Bastian Jütte Quartet | 25.01.2019

Donaukurier | Karl Leitner
 

Ein Schlagzeuger beschäftigt sich mit Rhythmen. Im Idealfall hat er sie in Blut. Manche Drummer sind auch noch Komponisten. All das trifft auf Bastian Jütte zu. Zum Konzert in den Neuburger Birdland-Jazzclub hat der Herrscher über Trommeln und Becken seine Kollegen Rainer Böhm (Klavier), Henning Sieverts (Kontrabass) und Florian Trübsbach (Alt- und Tenorsaxofon) mitgebracht. Und die Stücke seiner aktuellen CD „Happiness in Overrated“.

Noch etwas kann man über Bastian Jütte sagen: Der Mann ist neugierig. Neugierig auf rhythmische Experimente, auf unebene Wege statt ausgetrampelter Pfade, auf metrische Sonderfälle. Was passiert zum Beispiel, wenn man in einem Stück wie „Seven Daily Sins“ zwei Zeitebenen gleichzeitig ablaufen lässt? Wie hört es sich an, wenn in „Rainers Metamorphosen“ sich Rhythmus und Tonalität ständig ändern? Natürlich ist Jütte auch einer, der gehörig Dampf machen und seine Band vor sich hertreiben kann – und das tut er auch immer wieder, vor allem in den griffigen Passagen – das Besondere bei ihm aber liegt in Titeln wie „Five Whips“, bei dem man meint, eine Komposition wolle sich selbst ihrer Fesseln entledigen. Oder in einem Stück wie „The Prisoner“, bei dem man den Beat deutlich spürt, obwohl er an der Oberfläche ständig seine Struktur verändert.

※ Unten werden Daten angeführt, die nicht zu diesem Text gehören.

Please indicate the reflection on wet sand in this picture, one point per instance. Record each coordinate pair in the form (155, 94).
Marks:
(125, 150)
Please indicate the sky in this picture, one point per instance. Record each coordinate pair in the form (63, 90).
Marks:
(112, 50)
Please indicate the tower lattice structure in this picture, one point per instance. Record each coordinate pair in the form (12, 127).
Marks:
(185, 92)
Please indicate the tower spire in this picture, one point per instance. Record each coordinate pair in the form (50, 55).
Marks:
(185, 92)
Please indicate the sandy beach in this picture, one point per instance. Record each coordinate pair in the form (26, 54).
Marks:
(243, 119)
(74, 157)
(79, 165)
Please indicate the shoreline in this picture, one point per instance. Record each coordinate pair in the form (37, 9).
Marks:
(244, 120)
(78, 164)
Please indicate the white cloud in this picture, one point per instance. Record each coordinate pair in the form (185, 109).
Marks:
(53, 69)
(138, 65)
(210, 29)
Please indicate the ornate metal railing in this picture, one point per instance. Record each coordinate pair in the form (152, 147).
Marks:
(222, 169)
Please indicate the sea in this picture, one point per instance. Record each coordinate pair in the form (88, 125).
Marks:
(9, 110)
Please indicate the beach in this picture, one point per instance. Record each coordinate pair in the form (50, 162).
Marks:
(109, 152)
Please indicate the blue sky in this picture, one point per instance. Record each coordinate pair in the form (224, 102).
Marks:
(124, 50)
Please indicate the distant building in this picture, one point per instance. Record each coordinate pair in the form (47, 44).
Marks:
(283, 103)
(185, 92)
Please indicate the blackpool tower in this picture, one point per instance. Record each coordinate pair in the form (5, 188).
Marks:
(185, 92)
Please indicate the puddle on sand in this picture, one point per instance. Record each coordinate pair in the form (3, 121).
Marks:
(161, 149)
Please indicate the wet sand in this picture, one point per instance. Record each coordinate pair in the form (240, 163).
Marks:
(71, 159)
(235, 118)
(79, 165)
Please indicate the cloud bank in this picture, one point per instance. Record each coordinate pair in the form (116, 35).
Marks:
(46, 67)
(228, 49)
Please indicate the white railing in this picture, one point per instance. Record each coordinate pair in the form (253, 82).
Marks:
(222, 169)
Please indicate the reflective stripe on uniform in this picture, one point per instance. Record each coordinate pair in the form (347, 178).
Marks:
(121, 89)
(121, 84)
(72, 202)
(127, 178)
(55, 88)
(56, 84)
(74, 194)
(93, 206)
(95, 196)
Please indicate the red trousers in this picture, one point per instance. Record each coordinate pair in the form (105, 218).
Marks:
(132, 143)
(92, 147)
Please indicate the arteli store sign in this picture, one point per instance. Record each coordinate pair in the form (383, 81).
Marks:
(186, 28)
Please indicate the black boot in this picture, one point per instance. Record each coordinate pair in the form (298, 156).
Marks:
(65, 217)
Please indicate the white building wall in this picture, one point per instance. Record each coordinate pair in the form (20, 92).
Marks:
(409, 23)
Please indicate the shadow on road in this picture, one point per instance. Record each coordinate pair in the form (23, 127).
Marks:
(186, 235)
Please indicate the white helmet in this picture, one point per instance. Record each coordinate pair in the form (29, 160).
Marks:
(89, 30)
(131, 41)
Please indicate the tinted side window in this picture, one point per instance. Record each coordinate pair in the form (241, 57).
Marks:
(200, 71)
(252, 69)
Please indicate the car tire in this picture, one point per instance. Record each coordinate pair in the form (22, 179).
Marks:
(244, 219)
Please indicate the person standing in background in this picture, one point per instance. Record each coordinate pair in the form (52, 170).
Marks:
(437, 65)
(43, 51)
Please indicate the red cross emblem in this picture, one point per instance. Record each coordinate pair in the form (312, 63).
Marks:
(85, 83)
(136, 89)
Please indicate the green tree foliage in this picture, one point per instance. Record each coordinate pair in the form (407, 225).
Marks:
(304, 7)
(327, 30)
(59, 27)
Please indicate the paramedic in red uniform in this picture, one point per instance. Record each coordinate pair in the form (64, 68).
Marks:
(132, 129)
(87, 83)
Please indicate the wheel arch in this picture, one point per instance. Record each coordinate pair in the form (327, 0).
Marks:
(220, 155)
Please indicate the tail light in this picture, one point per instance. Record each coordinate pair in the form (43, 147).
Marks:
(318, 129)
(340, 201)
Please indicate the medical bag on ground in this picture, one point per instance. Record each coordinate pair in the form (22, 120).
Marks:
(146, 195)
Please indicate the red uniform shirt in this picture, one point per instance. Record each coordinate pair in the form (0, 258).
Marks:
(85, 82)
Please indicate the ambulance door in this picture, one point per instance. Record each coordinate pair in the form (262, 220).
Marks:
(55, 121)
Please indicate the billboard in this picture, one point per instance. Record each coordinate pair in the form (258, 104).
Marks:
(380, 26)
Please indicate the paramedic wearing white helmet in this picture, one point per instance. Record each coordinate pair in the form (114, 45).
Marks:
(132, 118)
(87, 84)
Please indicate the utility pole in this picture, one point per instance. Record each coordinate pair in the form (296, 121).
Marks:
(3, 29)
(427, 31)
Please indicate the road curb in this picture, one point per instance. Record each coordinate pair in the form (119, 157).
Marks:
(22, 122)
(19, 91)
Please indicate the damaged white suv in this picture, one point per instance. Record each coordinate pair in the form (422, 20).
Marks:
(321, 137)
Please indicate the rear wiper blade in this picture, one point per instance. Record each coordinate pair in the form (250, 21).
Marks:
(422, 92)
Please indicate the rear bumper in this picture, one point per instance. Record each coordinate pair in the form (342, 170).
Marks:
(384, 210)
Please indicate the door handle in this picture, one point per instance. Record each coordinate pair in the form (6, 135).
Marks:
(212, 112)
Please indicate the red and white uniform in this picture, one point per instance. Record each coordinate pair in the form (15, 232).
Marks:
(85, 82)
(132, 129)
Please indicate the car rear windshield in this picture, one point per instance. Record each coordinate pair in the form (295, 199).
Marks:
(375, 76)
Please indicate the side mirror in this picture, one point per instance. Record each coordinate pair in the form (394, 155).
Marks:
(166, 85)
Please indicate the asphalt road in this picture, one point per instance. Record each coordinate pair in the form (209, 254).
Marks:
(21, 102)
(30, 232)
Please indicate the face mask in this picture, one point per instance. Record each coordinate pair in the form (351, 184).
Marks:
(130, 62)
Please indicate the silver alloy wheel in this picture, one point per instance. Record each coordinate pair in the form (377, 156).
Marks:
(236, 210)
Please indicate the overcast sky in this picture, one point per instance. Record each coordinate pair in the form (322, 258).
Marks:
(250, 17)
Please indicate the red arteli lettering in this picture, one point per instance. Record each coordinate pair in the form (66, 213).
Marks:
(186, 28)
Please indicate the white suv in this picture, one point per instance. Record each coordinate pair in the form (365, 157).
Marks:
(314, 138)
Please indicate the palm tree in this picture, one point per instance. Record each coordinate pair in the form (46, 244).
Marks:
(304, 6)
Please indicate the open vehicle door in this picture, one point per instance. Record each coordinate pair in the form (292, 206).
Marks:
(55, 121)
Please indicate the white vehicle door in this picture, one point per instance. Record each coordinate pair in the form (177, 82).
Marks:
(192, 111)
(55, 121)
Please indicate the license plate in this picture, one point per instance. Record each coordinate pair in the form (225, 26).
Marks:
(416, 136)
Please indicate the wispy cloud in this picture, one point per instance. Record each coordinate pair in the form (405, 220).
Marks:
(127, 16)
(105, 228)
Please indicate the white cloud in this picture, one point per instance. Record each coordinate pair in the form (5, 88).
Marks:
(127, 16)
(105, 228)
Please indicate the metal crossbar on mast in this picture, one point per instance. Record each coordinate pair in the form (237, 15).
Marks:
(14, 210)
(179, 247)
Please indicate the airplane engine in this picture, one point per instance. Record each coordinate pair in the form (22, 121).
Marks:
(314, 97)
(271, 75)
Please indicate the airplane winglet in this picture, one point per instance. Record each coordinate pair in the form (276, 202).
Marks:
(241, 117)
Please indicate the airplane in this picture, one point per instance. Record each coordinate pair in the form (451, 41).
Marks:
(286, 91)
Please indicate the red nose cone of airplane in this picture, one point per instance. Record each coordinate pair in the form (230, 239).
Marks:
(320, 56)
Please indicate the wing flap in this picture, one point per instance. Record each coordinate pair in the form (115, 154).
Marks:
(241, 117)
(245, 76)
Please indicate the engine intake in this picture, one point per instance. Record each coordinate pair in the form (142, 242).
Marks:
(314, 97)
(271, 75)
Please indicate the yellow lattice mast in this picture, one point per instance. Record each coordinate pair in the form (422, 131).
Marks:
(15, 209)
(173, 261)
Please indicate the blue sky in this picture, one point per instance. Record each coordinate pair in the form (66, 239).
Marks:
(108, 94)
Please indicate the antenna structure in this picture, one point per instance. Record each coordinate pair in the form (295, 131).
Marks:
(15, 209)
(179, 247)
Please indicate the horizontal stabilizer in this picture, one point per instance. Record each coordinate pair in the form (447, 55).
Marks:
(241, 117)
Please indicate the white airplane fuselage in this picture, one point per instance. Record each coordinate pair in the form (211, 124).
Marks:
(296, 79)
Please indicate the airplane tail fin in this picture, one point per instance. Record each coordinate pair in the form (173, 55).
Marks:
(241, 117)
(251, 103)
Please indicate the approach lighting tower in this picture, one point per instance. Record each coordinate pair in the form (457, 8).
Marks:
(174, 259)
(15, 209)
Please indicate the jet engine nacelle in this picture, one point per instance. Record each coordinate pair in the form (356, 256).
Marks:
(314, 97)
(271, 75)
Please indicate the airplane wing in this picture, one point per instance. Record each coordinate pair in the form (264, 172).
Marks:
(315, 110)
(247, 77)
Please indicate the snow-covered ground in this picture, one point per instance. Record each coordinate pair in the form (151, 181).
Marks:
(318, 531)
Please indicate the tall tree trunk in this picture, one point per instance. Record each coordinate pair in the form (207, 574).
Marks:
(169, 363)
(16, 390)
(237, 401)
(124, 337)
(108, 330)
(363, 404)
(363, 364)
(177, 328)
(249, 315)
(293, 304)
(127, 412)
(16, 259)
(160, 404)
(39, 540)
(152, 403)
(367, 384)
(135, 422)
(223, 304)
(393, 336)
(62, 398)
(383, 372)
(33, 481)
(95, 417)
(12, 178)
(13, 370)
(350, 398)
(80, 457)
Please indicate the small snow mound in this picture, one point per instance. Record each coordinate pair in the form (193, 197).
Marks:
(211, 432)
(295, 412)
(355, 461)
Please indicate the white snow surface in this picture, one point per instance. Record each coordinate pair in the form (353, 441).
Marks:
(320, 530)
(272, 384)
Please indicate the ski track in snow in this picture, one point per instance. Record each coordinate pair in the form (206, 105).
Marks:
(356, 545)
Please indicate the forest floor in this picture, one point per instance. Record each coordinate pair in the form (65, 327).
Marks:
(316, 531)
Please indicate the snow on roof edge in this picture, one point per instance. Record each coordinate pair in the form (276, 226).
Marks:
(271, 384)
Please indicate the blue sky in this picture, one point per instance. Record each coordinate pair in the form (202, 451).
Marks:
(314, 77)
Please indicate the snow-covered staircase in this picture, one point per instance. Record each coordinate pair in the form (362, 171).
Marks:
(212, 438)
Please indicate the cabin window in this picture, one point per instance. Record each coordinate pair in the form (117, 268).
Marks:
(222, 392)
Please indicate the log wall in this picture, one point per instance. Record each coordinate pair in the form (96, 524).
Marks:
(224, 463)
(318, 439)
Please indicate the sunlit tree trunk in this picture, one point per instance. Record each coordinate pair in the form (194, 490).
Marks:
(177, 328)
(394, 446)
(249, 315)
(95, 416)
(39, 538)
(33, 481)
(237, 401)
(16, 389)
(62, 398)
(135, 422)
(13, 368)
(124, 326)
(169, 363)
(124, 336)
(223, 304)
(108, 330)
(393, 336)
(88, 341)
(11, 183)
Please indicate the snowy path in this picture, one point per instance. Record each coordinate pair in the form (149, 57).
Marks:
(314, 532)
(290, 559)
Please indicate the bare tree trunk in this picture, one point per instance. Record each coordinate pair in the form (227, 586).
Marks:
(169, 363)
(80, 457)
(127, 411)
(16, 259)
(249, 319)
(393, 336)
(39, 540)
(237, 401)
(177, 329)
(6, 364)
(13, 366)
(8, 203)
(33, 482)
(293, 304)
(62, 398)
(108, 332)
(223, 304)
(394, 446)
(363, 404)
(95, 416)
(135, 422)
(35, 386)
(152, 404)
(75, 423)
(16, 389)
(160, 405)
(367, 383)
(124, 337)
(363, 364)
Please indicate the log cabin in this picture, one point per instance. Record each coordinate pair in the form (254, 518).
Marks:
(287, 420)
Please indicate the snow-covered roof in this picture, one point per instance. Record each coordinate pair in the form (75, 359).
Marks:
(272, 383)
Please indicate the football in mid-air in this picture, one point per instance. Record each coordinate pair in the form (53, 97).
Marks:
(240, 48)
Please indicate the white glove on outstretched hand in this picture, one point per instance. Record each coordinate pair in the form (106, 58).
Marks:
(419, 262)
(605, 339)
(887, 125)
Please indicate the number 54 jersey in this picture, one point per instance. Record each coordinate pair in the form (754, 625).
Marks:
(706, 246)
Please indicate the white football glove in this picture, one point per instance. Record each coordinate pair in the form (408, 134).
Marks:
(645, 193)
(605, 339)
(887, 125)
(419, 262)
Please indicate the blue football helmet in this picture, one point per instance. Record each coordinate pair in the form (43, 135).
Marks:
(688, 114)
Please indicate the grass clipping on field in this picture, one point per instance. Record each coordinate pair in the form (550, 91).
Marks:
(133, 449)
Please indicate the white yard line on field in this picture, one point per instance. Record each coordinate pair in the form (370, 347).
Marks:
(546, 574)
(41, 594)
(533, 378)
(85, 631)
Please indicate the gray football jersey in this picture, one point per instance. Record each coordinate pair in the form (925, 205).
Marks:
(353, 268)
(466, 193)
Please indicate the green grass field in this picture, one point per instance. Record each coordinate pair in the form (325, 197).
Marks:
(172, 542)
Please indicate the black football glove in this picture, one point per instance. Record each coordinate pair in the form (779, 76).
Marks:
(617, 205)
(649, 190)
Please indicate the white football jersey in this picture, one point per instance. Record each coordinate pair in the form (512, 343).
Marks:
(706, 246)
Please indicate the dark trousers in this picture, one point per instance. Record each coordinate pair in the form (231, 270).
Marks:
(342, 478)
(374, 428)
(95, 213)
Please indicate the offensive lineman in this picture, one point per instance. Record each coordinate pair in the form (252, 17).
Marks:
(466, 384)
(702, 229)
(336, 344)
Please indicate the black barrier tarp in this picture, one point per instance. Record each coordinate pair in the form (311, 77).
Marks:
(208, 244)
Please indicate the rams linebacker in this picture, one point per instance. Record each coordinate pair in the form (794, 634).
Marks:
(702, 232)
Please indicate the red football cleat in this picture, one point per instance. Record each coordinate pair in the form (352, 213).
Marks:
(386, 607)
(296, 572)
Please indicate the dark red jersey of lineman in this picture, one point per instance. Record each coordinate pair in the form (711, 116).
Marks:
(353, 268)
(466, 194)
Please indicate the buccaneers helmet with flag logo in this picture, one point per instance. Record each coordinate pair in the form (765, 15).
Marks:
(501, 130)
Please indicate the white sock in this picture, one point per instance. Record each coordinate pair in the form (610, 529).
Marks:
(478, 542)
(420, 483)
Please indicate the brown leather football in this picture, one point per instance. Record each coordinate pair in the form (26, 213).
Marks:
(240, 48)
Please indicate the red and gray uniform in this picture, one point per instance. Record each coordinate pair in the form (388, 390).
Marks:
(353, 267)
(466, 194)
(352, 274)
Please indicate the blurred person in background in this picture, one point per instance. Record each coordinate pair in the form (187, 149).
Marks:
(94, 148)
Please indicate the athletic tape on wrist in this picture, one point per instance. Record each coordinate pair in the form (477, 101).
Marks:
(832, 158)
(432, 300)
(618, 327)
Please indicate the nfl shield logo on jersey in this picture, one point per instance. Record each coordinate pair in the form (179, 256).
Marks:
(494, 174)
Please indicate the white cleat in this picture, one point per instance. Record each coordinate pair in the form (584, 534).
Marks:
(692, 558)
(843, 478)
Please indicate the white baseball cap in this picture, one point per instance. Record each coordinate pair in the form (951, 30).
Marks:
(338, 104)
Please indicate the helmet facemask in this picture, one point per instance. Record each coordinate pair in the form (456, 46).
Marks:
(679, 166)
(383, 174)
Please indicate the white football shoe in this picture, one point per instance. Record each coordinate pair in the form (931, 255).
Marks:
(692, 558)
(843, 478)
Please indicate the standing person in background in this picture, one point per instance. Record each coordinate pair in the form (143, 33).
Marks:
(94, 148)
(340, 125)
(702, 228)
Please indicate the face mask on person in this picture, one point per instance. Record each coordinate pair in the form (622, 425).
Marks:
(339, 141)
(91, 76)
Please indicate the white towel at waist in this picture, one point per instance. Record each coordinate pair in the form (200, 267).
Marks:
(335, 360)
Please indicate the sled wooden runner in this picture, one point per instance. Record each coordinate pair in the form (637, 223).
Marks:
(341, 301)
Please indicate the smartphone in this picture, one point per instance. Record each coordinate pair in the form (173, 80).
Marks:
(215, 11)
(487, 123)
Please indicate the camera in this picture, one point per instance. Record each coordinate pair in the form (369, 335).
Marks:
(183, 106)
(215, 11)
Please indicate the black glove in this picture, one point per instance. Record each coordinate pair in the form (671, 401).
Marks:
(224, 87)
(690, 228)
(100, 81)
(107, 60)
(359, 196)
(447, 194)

Man kann Jüttes Stücke, die von ihm und seinen Bandkollegen mit Verve und Lust in Szene gesetzt werden, analytisch betrachten, kann nachdenken über isoliert gesetzte Klangmarken im Gegensatz zu Tonhaufen, die wie in einem Schwall über einem ausgeschüttet werden. Man kann sich an griffigen Grooves erfreuen, die mit zappaesker Komplexität einhergehen oder sich darüber wundern, wie nah Elegie und Ekstase, Lyrik und Unrast doch beieinanderliegen können. Oder man kann sich ganz einfach hineinfallen lassen in diese bei aller rhythmischen Verzwicktheit doch stets fließende, groovende, ganz und gar eigene akustische Welt des Bastian Jütte und seiner Kollegen, in der es sogar möglich ist, in ein und derselben Nummer, nämlich in „Post City“, Anton Bruckner, Jimi Hendrix und die Red Hot Chilli Peppers aufeinander loszulassen.

Tut man dies, ist die Wirkung ganz erstaunlich. Hat man sich nämlich erst einmal orientiert in diesem auf den ersten Blick vielleicht etwas fremdartigen Kosmos, fühlt man sich darin pudelwohl. Das metrische Feuerwerk, das das Quartett im Birdland zündet, hält manche Überraschung bereit und ist wieder mal ein Beleg dafür, was unter der großen Überschrift „Jazz“ so alles möglich ist. Was für ein spannender Abend für das Publikum im Birdland, welch erstaunliche neue musikalische Eindrücke. Und wer mal eine kurze Pause zwischendrin braucht, für den gibt’s Miniaturen wie „Nobody’s Song“, ein wunderschönes kleines Stück Musik, das in seiner Schlichtheit natürlich komplett aus dem Rahmen fällt. Aber mit starren Begrenzungen hat er‘s ja eh nicht so, der Bastian Jütte. Ein Glück, dass es so ist.